Eliminate 3a, gives the relation on <1d, 2d> with elements: {<haste, eta>, <sound, one>, <think, her>}. These combine to the same relation on <1d, 2d>.
We can now eliminate 2d, which creates a relation on <1d, 4a> with domain {<haste, usage>, <sound, fuels>, <think, first>}. Again this provides no more constraints than the previous relation on <1d, 4a>.
We can now eliminate 1d and create a relation on <6a, 4a> with domain: {<easy, usage>, <else, usage>, <desk, fuels>}.
If we eliminate 5d, we create a relation on <6a, 4a> with domain: {<desk, fuels>, <easy, fuels>, <else, fuels>, <kind, first>}.
These last two can be combined giving their intersection: {<desk, fuels>, <kind, first>}.
This is then only relation left and there are two solutions on <6a, 4a>. Each of these gives rise to a unique solution.

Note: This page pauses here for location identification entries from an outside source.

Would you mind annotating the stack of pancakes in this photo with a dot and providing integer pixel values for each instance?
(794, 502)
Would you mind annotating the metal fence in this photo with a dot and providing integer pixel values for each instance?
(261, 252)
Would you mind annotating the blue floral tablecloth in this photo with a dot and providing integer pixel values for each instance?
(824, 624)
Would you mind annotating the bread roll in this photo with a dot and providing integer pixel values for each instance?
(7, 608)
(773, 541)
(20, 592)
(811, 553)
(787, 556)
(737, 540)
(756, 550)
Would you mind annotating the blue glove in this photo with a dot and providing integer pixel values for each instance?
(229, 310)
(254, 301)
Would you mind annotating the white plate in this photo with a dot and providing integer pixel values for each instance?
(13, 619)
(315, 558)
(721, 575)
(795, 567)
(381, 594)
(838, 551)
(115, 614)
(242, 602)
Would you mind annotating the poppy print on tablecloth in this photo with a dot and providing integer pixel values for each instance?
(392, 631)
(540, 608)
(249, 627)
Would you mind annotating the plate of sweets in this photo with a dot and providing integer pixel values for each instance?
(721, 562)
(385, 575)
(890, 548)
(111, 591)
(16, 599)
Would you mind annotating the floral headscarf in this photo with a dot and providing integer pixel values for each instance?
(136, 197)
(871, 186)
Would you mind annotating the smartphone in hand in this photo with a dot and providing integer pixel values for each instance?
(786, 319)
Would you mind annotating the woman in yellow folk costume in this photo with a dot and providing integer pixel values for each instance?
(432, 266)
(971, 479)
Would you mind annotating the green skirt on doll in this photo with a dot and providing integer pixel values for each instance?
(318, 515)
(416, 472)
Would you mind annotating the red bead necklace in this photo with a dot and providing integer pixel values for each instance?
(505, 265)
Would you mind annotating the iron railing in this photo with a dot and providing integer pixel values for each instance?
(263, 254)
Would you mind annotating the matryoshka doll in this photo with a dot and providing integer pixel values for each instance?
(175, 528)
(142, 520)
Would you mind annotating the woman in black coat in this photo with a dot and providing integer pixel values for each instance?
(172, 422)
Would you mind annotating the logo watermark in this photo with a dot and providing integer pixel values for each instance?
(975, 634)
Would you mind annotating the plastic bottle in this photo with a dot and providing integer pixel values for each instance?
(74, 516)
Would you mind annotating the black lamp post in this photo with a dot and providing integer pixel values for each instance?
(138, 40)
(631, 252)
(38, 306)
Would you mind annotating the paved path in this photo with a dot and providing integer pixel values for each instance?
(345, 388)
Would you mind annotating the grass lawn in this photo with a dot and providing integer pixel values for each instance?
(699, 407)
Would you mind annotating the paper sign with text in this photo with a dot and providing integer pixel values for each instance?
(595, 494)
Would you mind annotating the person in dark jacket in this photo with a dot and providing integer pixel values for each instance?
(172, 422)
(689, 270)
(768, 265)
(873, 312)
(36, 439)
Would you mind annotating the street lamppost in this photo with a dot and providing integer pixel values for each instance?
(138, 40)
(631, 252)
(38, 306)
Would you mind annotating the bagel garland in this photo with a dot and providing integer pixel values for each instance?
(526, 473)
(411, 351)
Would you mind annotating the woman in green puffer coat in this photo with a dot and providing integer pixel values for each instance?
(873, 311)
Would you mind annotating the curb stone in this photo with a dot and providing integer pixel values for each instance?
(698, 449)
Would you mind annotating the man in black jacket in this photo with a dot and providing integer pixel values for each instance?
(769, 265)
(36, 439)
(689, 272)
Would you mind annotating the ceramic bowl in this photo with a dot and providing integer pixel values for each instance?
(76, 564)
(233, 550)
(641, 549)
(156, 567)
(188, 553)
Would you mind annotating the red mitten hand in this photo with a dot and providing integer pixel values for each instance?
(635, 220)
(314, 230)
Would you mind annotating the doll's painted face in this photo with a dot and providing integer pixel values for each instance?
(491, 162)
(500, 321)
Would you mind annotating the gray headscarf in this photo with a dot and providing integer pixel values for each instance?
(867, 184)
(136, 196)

If you eliminate 1d (or 4a) first, you create a relation on 3 variables which is much more complicated and less efficient. So that elimination ordering does affect efficiency.
There is a solution tree based on the variable ordering C, D, A, B, E at https://www.cs.ubc.ca/~poole/aibook/figures/ch04/schedSearchTree.txt
You can try to split the domain of D. There are two cases, D = 2 and D = 3.